Kael didn't start his new life with a prayer. He started it with a snarl.
He sat on the cold, damp floorboards of the cabin, clutching his chest where a phantom heart attack still echoed. His vision swam with the memories of two lives—one of a corporate drone who died hating his kin, and one of a noble heir who died fearing his.
"You bastards," he hissed, his voice cracking. He wasn't talking to the Truman family. Not yet. He was looking at the ceiling, addressing whatever cosmic entities had plucked his soul from a modern hospital bed and shoved it into this decaying meat-suit.
"Of all the people. Of all the worlds. You drop me here?"
He waited. He stayed silent, bracing for the chime of a system notification, the glow of a status screen, or the booming voice of a 'Grand Sage' offering him a legendary sword. He wanted a 'Golden Finger'—some reality-breaking cheat to tip the scales.
A minute passed. The only sound was the rhythmic, sickly thwack of waves against the cabin's stilts.
"No system? No starter pack? Nothing?" Kael let out a harsh, jagged laugh. "Figures. Even the gods are as useless as my old man."
The thought of his new father—Duke Alistair Von Truman—brought a surge of bile to his throat. The memories were vivid: the Duke's face, as expressionless as a tombstone, as he signed the decree of banishment. He hadn't just kicked Kael out; he'd sent him here to be seasoned like a piece of meat.

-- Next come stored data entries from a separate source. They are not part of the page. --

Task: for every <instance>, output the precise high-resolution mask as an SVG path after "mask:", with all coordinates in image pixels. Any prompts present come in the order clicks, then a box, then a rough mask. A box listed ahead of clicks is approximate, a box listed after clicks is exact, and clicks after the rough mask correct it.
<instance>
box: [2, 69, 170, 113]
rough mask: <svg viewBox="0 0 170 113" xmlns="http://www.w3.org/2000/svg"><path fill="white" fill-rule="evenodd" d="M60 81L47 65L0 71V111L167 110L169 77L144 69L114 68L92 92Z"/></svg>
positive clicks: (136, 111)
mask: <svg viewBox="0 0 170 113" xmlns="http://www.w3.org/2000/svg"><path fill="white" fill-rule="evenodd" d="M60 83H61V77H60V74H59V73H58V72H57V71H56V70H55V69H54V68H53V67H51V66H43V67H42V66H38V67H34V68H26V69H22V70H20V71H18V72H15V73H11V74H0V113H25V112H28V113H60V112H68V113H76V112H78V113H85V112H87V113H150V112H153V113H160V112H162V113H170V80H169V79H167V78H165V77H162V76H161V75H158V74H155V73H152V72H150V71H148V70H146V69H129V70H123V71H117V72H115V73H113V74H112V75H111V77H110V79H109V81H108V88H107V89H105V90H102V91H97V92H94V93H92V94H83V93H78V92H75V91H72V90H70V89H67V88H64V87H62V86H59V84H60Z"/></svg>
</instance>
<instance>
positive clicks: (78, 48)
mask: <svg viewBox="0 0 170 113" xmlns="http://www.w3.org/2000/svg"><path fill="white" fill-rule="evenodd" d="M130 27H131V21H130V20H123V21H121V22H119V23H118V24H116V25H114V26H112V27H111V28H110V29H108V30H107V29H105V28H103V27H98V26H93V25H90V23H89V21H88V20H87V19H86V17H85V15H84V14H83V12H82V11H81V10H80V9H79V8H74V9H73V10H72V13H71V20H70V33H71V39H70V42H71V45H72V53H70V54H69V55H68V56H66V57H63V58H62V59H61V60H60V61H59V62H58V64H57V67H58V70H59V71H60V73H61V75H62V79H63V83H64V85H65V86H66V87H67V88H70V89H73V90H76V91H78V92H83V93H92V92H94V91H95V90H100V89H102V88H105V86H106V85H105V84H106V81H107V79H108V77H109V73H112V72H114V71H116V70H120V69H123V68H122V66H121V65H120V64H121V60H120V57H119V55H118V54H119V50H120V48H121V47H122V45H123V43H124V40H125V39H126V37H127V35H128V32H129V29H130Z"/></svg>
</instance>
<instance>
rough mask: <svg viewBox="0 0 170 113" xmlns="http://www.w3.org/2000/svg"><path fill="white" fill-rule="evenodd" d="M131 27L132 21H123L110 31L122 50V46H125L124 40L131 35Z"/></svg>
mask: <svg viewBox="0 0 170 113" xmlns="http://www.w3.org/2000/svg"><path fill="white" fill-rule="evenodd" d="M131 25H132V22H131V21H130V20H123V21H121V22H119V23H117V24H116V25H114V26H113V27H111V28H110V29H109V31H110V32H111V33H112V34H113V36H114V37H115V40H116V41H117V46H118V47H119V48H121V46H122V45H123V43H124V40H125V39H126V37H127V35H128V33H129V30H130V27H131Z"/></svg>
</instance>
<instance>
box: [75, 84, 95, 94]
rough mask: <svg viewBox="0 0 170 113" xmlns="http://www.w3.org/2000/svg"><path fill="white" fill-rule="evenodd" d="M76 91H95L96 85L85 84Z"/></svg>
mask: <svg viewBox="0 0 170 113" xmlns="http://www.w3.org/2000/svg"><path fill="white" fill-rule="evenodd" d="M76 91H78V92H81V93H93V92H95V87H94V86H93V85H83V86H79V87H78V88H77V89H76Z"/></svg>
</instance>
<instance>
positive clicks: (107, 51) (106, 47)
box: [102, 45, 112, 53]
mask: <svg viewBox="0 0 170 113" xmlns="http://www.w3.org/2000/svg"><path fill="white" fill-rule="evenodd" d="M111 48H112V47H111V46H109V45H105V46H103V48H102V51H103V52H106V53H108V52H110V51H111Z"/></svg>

"You wanted a sacrifice, didn't you, 'Father'?" Kael spat the word like a piece of gristle. "You ruined this name, you ruined this body, and you sent me to this hellhole to wait for the reaper. Rot in whatever hell this world offers. I hope the shadows eat you first."
Kael struggled to his feet, his legs shaking. He crossed the room to the window, the wood groaning under his boots. He peeled back the salt-crusted curtain, and the breath hitched in his throat.
The sea wasn't water. It was a churning, leaden soup of oily currents and bioluminescent rot. The fog didn't just obscure the horizon; it felt like a living membrane, pressing against the glass.
He stared out at the dark expanse, his paranoia—the one trait that had survived the transmigration intact—spiking into red-alert territory.
"He's out there," Kael whispered to the empty room.
He didn't know if it was Cthulhu, Dagon, or some nameless, many-angled god of the Truman lineage, but he could feel the pressure of a Gaze. Something massive was resting beneath those lightless waves, waiting for him to slip, waiting for his sanity to fray so it could pour its filth into his mind.
In this world, pollution wasn't about smoke and oil. It was about Existence. To be seen by the sea was to be stained by it.
"I see you," Kael muttered, his eyes narrowing as he backed away from the window, locking the heavy iron latch with a trembling hand. "But you're going to have to wait. I've survived one life of bullshit; I'm not letting a giant squid have my marrow without a fight."
He retreated to the corner of the room, the farthest point from both the door and the window. He didn't have a Golden Finger. He didn't have a hero's destiny.
All Kael Von Truman had was a soul full of spite and a mind that didn't trust the shadows. In a world of eldritch horrors, that might just be the most dangerous weapon of all.